この里佳子の発言までも計算だったのか、美樹は無気力な顔にほんのりと笑みを浮かべる。


「じゃあ、ハッキリ言うわ。お前達の不和はあのちっぽけな社会に不和を齎すの。だから、それを早く解決してくれないか?」


放たれた言葉が里佳子と燭の問題だと言う事は言わずもがな、誰もが分かった。


「なっ……!全然、ハッキリしてねーわ!」


里佳子も気付いているのは言い淀んだのが何よりの証拠。美樹はそれを確認し、コーヒーを飲み干して立ち上がった。


「俺は今から部活の顧問で顔出さなきゃだから後はお若い人達でー」


「ハァ?言い逃げかよ!ってかお前マジ教師失格過ぎんだけど!」


いくら里佳子が騒ごうとも、多分、ヒューマノイドロボットのルイですら美樹には敵わない。

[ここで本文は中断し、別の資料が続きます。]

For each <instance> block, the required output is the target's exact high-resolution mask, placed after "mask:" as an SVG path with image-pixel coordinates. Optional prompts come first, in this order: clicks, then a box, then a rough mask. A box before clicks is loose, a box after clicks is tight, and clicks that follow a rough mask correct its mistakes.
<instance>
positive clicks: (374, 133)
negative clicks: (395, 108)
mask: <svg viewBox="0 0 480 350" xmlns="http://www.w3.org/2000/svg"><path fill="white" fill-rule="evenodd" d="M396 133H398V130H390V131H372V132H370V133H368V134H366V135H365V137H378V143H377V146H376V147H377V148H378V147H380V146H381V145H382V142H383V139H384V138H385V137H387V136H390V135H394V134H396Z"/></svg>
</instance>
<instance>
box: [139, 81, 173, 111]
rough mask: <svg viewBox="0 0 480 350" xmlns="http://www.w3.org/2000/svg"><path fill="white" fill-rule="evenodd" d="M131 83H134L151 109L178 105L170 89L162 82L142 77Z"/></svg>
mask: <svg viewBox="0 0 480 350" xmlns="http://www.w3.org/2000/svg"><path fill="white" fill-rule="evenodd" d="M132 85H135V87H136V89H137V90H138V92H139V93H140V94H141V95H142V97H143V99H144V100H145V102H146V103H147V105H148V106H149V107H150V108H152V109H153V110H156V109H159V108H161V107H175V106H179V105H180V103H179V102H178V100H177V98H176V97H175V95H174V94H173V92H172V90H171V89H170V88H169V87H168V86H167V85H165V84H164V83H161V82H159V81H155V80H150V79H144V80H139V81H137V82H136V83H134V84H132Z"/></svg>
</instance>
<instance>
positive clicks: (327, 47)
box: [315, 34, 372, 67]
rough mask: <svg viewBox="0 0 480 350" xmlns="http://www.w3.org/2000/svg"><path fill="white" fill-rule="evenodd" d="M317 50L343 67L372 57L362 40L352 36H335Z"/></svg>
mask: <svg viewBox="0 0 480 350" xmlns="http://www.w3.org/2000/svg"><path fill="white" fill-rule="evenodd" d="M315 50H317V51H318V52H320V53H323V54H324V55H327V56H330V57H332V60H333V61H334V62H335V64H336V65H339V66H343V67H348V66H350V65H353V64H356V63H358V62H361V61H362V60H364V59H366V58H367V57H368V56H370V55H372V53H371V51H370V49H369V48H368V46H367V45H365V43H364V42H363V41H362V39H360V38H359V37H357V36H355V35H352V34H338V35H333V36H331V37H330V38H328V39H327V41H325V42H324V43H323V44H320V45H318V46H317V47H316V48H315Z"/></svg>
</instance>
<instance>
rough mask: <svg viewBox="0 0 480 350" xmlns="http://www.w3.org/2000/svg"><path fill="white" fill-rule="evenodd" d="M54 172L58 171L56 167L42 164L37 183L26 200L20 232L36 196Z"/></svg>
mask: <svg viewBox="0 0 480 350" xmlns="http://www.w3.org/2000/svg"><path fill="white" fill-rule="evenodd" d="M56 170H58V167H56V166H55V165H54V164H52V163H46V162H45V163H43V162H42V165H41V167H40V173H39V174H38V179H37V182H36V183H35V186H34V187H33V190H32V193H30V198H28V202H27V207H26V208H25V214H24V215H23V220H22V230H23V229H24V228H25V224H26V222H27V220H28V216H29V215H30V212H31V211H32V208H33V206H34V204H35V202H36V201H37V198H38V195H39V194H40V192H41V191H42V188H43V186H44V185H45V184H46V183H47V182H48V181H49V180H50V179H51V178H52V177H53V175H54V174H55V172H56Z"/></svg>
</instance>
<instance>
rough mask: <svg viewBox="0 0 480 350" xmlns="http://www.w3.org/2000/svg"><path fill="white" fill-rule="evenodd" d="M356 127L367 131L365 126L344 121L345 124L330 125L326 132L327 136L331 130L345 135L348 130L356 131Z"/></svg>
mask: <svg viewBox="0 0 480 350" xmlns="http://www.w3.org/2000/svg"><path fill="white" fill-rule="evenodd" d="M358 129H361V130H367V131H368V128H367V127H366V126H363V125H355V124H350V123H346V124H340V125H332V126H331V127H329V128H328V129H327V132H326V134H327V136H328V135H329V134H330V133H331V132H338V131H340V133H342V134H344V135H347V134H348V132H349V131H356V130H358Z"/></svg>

この人は、ルイを生み出したチームにいた聡明且つ、未知数の高い大人なのだから。


「それなー。俺、教師は向いてないよ。イジメとかヒエラルキーとか根絶無理だと思ってるしなぁ。……でもまぁ、最悪な結果にならないように導こうとは思ってるし、その為に色々出来る頭はある。結構頑張ったから、後よろしく」


去り際の一言も、何とも美樹らしく教師らしからぬ言葉だったけど、もう里佳子すらそれ以上美樹に何か言う気力を失いながら、美樹の秘密基地には私達五人だけ、ぽつりと取り残された。